Wednesday, August 22, 2012

Easy to Miss

Early metal pencils are hard to collect, because at first glance they all look alike. Unlike brightly colored plastic or hard rubber pencils, they are all either gold or silver, and most share the same basic shape.
But as I was trolling around the DC show early on during Friday’s preshow, I stopped to spend a little quality time with one dealer’s display of metal pencils. They may all look alike at first, but this one practically jumped out of the box and into my hands, where it has remained ever since:

From yesterday’s article, you should instantly recognize the distinctive Heath clip:

But what had my hands shaking while I examined this one was its unusual size. Here it is, posed next to a Heath clip Eversharp:

I didn’t have my loupe with me, so I wasn’t sure yet exactly what I had – I only knew that I absolutely had to have it. I picked it out along with a few other ones and asked how much he wanted for them, but asking was just a formality. There was no haggling.

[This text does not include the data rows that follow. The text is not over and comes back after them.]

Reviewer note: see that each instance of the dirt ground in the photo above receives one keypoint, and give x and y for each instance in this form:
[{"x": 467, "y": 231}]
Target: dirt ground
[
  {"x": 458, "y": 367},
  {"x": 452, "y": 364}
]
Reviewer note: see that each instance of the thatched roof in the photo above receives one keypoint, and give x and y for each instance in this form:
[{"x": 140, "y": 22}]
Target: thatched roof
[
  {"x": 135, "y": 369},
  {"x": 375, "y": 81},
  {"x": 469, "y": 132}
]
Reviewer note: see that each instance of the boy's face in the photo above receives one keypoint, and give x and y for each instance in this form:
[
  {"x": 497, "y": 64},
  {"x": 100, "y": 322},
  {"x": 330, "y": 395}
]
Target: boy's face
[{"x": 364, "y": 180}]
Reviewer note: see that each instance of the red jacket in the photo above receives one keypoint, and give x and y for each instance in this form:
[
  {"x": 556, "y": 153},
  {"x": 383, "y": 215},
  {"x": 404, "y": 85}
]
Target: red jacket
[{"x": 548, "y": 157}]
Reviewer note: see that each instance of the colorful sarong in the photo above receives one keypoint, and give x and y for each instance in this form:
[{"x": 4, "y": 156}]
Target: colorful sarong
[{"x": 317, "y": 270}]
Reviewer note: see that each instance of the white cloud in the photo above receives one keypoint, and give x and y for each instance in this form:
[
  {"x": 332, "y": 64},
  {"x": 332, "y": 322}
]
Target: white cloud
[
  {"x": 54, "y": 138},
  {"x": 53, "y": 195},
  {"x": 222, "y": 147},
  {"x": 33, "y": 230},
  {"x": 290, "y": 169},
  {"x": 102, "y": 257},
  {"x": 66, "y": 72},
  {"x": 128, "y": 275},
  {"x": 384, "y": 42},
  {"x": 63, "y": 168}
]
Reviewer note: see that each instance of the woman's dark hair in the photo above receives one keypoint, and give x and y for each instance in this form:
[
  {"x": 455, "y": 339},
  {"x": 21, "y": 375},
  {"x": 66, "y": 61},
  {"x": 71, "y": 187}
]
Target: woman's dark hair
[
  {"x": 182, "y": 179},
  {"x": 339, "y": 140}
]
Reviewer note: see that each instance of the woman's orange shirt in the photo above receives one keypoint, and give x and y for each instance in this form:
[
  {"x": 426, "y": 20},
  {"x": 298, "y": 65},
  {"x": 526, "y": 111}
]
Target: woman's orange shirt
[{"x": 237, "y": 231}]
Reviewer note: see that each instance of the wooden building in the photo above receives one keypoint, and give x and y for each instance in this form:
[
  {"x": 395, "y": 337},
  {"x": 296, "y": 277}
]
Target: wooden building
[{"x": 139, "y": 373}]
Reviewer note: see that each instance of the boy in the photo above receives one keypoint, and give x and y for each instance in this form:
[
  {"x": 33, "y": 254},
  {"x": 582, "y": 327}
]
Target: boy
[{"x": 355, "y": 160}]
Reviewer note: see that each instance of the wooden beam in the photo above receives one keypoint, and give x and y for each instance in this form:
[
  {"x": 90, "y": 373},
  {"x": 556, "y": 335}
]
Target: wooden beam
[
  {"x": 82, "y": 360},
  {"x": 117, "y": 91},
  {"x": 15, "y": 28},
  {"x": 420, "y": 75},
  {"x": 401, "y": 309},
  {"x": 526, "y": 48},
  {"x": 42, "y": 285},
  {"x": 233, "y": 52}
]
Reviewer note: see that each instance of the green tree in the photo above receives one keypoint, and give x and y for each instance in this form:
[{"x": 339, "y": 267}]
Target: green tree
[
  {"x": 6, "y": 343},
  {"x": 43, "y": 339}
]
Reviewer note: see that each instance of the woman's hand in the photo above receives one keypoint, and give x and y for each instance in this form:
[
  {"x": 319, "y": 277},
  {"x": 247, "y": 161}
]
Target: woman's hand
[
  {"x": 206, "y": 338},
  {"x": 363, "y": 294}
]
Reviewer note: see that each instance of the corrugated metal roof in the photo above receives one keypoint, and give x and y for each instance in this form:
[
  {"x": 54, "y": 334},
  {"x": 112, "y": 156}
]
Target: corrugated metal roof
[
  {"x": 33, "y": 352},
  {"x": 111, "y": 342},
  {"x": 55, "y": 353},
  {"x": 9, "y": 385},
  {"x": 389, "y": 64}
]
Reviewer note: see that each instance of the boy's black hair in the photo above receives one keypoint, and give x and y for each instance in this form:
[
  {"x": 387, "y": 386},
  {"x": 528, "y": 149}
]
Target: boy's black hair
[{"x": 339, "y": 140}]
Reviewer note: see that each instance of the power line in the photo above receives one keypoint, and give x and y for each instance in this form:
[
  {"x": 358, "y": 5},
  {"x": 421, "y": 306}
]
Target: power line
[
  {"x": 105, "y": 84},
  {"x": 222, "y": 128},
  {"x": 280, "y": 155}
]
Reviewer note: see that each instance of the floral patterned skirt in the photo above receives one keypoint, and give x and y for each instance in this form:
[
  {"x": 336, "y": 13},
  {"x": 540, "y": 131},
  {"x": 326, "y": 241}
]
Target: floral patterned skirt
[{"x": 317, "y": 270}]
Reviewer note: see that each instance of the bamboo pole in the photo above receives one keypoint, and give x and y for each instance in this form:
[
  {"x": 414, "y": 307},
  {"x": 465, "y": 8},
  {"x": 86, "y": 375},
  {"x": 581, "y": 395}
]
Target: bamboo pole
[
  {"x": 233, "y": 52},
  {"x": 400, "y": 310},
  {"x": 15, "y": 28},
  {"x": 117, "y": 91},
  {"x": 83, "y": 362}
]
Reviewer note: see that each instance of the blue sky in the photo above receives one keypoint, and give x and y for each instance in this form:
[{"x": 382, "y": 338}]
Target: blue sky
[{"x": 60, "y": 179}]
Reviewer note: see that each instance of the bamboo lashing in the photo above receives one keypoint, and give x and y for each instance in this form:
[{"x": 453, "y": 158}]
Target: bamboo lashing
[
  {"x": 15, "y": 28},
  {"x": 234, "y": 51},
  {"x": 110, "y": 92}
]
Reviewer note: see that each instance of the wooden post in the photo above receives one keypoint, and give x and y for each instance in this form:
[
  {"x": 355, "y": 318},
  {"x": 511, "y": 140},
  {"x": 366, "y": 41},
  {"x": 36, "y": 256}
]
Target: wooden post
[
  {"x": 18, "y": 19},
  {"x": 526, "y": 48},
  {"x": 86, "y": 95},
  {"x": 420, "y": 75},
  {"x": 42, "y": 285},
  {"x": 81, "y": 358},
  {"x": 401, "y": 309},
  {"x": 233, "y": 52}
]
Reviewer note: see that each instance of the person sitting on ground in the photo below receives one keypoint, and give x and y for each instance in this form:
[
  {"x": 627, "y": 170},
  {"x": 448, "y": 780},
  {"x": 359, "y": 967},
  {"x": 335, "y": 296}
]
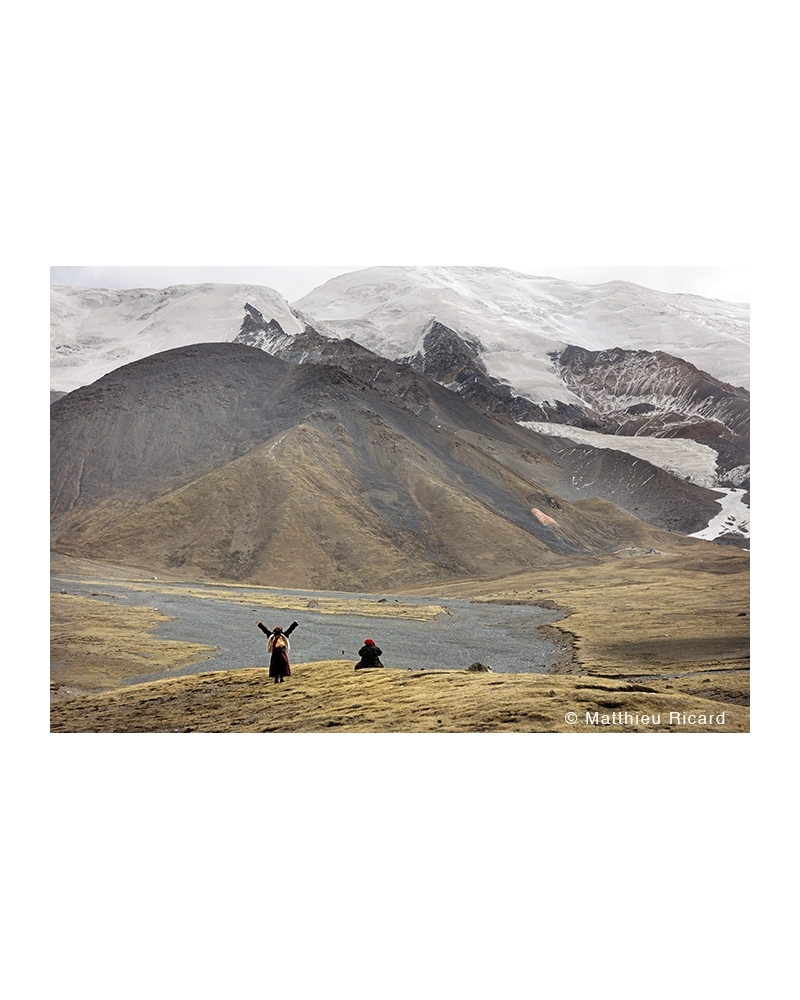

After I picked this one up I made a bee line back to my table to get my loupe and see exactly what I’d found. I knew it probably wasn’t an Eversharp, because it is a leadholder. Turning the knob one revolution or so releases the lead, and turning it back clamps it in place:

Under a loupe, I could just make out what was written above the clip:

The lettering is pretty faint, and it’s difficult to see even in this photograph, but the name engraved on the barrel is . . . Carey.

Now that’s really something! Carey Fountain Pen Company was located first in Boston, then in New York, from around 1908 until around 1915 or so. They are a very high quality, very highly desirable brand among pen collectors. The company made some stunning metal overlays, among the best you can find anywhere. I never knew that the company made pencils to accompany their pens, and from talking to others at the DC show, no one else did, either!

Or did they make them after all? When the crown is unscrewed to release the lead, I noticed some tiny lettering inside:

GWH Co., for the George W. Heath Co. So if Heath made Carey’s pencils, I’ve got to wonder . . . did Heath also make the overlays for their pens?